The first master plan debacle prompted the Park Service to hold public hearings in the late 1970s to develop a new blueprint for Yosemite. More than $1 million was spent, tens of thousands of people testified and Park Service staff pored over draft after draft. The Curry Co. had the opportunity to make its case but did not exercise inordinate influence. The public, it turned out, wanted less development, not more, in Yosemite Valley but tended to favor keeping accommodations at their current level.

Nevertheless, the new master plan, completed in 1980 and approved by the Park Service hierarchy in Washington, called for reducing the number of guest rooms in the Valley by 17%. The plan also sought to remove about 370 Park Service and Curry Co. buildings and minimize traffic. Visitors without overnight reservations would be required to leave their cars at the periphery of the park and enter by bus. “The result will be that visitors can step into Yosemite and find nature uncluttered by piecemeal stumbling blocks of commercialism, machines and fragments of suburbia,” the plan promised.

As is the case with many national park master plans, which are not guaranteed funding, this one barely got off the ground: Fewer than 75 Park Service and Curry Co. buildings came down. The company says the Park Service never formally asked it to remove more. Chapman blames resistance from the Curry Co. “You would just be worn down over time,” he said. “They would stall and put you off. You would come back to them, and they would find reasons to throw up a roadblock.” And without money to reimburse the Curry Co. for buildings it owned by contract, Chapman said, “there was always the threat that they would take us to court.”

By 1986, Binnewies was reassigned and replaced by Jack Morehead, who had earned impressive conservationist credentials as superintendent of Everglades National Park in Florida. After three years at Yosemite, Morehead commissioned an “examination report,” or status report, on the 1980 master plan. It argued that much of the plan, including the restrictions on accommodations, might no longer be realistic.
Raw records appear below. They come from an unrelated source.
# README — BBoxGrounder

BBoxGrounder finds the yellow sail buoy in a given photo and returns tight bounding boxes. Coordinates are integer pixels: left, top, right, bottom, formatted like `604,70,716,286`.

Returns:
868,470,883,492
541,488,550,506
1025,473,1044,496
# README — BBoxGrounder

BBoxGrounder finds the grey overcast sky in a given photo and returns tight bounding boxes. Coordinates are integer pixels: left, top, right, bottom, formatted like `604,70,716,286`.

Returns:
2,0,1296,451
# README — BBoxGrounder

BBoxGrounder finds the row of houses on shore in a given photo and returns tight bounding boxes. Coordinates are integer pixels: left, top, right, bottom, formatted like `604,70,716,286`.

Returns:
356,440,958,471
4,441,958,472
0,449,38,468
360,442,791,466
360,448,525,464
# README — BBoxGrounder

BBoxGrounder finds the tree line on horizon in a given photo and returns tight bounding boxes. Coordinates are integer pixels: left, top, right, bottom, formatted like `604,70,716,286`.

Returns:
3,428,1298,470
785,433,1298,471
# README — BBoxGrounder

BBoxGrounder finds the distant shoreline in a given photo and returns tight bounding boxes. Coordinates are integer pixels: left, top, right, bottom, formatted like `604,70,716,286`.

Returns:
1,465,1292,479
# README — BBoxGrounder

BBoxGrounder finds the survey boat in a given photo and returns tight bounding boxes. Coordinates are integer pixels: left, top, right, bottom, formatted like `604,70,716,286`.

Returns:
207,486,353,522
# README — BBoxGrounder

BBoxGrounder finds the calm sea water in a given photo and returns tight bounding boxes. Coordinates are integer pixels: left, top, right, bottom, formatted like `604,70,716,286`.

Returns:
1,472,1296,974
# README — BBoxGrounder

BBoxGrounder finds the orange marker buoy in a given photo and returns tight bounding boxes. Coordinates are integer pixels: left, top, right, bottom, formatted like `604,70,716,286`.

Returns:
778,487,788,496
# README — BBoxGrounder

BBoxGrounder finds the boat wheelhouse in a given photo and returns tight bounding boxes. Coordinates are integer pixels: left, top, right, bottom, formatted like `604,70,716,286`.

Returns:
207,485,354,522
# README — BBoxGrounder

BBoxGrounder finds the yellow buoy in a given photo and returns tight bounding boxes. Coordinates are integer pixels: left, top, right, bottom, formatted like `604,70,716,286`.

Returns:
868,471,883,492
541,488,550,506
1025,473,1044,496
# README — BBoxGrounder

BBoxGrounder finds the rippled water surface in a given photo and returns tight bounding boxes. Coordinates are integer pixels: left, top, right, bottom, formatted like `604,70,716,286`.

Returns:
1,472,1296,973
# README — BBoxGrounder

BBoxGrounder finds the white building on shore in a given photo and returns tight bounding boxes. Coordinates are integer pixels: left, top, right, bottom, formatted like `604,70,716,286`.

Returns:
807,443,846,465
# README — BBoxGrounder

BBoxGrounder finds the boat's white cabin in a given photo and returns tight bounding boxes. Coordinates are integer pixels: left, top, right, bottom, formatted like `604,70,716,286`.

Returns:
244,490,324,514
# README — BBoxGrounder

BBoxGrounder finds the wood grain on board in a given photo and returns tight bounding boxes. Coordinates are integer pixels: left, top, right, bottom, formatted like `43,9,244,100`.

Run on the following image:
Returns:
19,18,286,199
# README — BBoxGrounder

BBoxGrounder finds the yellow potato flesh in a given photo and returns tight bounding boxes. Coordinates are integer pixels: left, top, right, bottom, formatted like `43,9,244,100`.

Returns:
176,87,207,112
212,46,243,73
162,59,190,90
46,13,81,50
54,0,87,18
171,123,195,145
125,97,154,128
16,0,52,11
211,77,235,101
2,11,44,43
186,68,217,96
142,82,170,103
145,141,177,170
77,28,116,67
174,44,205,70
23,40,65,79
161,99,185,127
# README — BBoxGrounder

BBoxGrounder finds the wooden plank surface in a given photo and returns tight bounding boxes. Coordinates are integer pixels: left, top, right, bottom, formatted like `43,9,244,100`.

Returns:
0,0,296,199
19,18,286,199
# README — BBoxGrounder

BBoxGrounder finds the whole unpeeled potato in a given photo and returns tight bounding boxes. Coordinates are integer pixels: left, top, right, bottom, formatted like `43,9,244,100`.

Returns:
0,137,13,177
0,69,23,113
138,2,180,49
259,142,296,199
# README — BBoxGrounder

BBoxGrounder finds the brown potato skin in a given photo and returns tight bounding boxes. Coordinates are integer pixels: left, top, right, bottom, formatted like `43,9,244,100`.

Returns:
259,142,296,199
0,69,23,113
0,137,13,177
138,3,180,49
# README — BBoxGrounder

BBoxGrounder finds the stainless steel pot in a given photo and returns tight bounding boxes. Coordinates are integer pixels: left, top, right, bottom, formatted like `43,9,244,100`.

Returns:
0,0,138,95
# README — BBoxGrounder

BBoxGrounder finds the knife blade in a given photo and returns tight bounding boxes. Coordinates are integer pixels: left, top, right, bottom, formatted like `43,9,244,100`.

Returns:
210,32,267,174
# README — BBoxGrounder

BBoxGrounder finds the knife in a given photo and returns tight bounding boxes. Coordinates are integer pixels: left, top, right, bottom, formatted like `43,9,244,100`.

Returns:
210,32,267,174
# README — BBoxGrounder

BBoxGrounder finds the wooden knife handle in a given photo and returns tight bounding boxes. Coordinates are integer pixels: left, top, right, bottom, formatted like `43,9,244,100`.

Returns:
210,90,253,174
The plan represented 10-year goals, he said, and he wanted the public to know why the objectives were not being met.

But Morehead also had grown to consider Ed Hardy a “personal friend” while at Yosemite, and the relationship between the two men became a matter of much debate after the report was made public. Morehead and Hardy had lunch together once a week, often at the Ahwahnee, and Morehead seldom paid for his own meal. The two men and their wives dined at each other’s homes. Morehead also joined Hardy, congressmen and other Curry Co. guests on Hardy’s mule-pack trips.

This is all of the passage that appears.